You’ll be stunned by the million-dollar transformation of this once-empty lot next to a Ridgewood school

Photos courtesy of The Trust for Public Land and New York City

The once-barren asphalt lot at P.S. 75 in Ridgewood has been transformed into a state-of-the-art playground complete with a unique green infrastructure.

The School Construction Authority (SCA) joined with the Department of Environmental Protection (DEP) — partnering with the Department of Education (DOE) — to bring this new schoolyard to life for the 500 pre-K to 12th grade students who will be using the park.

The 1-acre playground, located at 16-66 Hancock St., includes several green infrastructure elements, including specialized plantings and shade trees, porous pavement and permeable pavers, and a new synthetic turf field made of woven polyester filaments featuring a broken stone storage layer and perforated distribution pipes to promote infiltration.

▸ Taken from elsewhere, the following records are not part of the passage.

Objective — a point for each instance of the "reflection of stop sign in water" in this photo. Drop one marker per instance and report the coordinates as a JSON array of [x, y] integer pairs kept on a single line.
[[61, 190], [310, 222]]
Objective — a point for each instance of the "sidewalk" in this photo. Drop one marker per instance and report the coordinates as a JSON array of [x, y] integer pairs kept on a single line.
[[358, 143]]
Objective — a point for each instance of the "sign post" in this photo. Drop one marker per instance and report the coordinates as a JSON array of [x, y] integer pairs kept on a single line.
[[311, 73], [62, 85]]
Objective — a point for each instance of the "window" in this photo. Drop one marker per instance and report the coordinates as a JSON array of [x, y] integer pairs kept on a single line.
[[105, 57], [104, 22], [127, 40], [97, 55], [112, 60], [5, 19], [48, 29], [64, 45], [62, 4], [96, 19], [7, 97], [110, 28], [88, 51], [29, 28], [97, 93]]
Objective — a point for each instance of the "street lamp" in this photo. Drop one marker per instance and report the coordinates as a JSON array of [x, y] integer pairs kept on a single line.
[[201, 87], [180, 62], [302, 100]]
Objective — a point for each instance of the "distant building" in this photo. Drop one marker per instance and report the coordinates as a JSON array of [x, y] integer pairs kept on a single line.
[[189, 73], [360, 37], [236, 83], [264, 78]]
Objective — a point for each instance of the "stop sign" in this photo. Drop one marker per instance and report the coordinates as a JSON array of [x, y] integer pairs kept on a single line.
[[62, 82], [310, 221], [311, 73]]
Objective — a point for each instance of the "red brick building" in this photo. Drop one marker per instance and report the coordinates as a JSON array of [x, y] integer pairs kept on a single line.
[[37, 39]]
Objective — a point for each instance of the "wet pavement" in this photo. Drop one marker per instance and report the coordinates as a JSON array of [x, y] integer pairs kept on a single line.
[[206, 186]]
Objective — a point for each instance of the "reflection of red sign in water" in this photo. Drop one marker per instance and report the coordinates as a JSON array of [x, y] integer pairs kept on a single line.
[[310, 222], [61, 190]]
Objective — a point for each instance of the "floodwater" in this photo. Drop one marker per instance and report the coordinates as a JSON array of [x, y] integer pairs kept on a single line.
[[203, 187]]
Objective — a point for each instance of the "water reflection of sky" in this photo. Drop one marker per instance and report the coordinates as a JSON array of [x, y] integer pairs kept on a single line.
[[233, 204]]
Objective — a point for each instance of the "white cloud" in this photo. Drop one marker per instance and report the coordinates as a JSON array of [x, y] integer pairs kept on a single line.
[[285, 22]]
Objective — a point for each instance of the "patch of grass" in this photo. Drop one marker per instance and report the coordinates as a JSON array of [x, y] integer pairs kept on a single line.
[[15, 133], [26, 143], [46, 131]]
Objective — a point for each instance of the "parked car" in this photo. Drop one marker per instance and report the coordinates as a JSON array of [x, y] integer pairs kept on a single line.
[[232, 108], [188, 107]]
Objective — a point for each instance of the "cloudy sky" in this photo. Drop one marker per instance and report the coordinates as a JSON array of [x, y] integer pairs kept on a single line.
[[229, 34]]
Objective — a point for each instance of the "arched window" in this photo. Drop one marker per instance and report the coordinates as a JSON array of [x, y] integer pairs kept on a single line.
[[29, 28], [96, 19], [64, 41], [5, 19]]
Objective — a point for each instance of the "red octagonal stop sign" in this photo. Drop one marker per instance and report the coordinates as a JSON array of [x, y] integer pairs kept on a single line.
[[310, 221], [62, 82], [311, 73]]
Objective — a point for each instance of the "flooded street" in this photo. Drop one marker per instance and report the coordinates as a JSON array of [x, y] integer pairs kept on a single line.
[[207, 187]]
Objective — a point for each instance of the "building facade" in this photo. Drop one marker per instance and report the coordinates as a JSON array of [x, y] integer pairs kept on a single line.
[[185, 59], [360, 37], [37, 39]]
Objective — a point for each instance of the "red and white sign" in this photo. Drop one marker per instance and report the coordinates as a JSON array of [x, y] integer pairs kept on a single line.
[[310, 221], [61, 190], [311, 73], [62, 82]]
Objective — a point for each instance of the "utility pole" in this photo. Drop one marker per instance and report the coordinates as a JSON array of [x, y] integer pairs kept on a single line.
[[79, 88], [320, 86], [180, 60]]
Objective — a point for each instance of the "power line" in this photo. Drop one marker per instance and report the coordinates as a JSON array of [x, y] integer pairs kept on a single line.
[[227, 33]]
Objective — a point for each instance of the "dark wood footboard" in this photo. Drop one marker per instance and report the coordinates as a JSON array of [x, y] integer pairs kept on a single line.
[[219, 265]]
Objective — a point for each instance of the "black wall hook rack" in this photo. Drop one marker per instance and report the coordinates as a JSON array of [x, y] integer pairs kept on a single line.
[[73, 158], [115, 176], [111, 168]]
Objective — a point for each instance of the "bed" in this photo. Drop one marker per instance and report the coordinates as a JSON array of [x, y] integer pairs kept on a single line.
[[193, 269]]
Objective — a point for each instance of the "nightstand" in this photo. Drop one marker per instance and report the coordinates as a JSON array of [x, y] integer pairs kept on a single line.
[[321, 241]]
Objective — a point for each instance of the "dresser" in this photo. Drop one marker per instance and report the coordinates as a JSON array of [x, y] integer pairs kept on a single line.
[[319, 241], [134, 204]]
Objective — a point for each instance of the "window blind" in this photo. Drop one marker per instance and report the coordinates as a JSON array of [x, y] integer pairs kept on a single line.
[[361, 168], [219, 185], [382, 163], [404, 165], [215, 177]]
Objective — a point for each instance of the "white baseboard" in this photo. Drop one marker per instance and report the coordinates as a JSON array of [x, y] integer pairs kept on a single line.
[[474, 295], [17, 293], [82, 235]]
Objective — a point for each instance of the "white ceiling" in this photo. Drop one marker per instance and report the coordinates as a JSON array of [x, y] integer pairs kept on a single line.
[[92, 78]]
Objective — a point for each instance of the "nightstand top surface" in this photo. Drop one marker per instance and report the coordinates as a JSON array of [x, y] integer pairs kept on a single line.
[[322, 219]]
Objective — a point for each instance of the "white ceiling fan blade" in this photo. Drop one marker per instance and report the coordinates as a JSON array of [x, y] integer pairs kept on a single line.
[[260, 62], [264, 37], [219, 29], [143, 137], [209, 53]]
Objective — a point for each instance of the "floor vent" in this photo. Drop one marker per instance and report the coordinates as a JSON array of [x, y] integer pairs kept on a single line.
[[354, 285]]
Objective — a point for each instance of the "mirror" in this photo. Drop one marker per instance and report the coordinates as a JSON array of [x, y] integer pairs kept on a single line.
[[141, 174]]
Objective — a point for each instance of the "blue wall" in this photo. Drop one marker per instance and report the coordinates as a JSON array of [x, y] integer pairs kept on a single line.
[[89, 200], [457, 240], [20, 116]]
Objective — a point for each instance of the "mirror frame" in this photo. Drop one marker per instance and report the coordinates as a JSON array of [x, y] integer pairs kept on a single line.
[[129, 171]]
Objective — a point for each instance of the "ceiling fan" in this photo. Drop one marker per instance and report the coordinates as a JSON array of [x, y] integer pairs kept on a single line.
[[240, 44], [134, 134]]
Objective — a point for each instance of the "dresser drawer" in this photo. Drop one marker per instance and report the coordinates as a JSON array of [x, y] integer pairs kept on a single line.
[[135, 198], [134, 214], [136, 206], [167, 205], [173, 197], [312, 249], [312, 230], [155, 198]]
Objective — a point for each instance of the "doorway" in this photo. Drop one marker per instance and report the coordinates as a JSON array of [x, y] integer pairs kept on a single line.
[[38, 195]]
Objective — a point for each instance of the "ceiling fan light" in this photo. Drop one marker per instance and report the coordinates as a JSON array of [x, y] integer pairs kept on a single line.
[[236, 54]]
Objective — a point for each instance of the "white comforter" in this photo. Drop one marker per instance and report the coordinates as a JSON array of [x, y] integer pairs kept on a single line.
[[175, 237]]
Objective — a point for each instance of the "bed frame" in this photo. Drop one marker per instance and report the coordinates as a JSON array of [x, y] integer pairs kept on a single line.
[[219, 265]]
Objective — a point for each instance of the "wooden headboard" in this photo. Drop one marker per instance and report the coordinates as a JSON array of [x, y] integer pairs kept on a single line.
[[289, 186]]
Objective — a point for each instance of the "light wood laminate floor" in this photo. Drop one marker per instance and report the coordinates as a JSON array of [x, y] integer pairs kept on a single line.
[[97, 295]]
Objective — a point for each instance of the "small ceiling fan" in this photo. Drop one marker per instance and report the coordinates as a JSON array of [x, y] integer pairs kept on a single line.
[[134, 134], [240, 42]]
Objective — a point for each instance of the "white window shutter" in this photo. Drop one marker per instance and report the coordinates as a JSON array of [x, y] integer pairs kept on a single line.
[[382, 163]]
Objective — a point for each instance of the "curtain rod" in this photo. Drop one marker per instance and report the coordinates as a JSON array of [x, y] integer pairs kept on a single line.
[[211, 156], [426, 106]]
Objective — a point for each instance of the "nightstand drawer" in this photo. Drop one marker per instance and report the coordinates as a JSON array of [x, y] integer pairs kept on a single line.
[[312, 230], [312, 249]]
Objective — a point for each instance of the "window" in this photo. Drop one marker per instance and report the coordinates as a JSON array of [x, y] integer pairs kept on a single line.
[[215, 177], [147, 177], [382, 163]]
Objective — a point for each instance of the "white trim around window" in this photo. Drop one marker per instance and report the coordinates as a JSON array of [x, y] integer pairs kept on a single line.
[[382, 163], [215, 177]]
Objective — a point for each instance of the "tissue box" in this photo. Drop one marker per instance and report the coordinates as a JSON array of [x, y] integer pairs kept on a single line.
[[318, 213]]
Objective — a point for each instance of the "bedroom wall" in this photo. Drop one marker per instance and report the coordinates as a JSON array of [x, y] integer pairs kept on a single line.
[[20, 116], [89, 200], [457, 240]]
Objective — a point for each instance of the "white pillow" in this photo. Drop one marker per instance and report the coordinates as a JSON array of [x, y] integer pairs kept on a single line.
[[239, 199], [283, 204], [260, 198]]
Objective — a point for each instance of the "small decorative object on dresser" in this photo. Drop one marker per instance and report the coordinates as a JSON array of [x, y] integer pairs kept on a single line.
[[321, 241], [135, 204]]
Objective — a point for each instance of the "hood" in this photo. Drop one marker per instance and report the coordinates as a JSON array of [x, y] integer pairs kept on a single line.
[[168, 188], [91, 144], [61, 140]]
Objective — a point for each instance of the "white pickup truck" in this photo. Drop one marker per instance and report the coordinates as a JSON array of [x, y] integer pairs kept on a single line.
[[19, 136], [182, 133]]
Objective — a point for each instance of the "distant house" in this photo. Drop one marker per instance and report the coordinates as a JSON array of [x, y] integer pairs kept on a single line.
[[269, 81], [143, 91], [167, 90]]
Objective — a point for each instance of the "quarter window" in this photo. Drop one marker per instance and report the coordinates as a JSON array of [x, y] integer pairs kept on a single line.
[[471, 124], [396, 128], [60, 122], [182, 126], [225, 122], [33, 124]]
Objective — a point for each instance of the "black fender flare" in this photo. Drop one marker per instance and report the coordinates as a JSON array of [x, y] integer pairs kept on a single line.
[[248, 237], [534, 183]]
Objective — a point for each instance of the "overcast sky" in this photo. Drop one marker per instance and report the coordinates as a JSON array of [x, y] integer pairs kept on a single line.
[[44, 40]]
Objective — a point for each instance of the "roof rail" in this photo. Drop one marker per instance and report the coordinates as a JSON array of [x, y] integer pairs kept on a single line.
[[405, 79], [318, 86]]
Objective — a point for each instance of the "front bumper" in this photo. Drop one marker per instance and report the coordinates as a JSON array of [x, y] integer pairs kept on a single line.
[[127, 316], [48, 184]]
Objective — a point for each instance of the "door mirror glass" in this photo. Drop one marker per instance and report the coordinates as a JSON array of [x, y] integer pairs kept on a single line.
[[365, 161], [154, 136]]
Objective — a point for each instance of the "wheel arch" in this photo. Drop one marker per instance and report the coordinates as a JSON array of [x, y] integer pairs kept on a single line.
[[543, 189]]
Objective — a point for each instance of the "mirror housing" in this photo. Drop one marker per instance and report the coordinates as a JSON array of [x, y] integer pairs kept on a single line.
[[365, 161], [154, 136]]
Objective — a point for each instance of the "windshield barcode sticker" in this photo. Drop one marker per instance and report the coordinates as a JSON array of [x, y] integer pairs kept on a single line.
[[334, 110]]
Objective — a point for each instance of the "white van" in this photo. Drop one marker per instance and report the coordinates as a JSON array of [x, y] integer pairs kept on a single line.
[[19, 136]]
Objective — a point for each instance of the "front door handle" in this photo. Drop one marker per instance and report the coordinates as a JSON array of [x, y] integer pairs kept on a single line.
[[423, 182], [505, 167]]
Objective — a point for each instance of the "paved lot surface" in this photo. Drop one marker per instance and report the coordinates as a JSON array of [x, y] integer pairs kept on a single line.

These features will help capture more than 375,000 gallons of stormwater runoff each year.

Photo courtesy The Trust for Public Land and New York City.
Photo courtesy The Trust for Public Land and New York City.

Another unique aspect of this playground is that it was funded by an innovative public-private partnership, with a private donation from funders to The Trust for Public Land NYC Playgrounds program, and public funding from Councilman Antonio Reynoso and the DOE, DEP and SCA.

The total cost of the playground is a little over $1 million, including $795,000 for construction and $333,000 for design, community engagement and environmental education.

“This new playground will provide students at P.S. 75 and the broader community with a new outdoor space to learn and play,” said Schools Chancellor Carmen Fariña. “We’re grateful to the Trust for Public Land and the Department of Environmental Protection for their partnership on this project, and look forward to continuing to work together to create more green spaces for students across the cities.”

In order to create the design for the playground, The Trust for Public Land NYC Playgrounds went to the people who would be using the space the most: the children.

Students from P.S. 75 spent three months helping to plan the new playground, which features a large piece of play equipment, a turf field, a running track, an outdoor classroom, color seal art designed by the students, a stage, a garden, trees, a drinking fountain and seating.

“I am so pleased that I was able to help support the construction of this new playground for the children of P.S. 75Q and the Ridgewood community,” Reynoso said. “It’s so unique not only because it provides a much-needed playground for the students and addresses the lack of green infrastructure in our community at the same time, but also because the students were able to have a direct role in the design.”

The playground will also operate as a public open space during weekends, holidays and school vacations.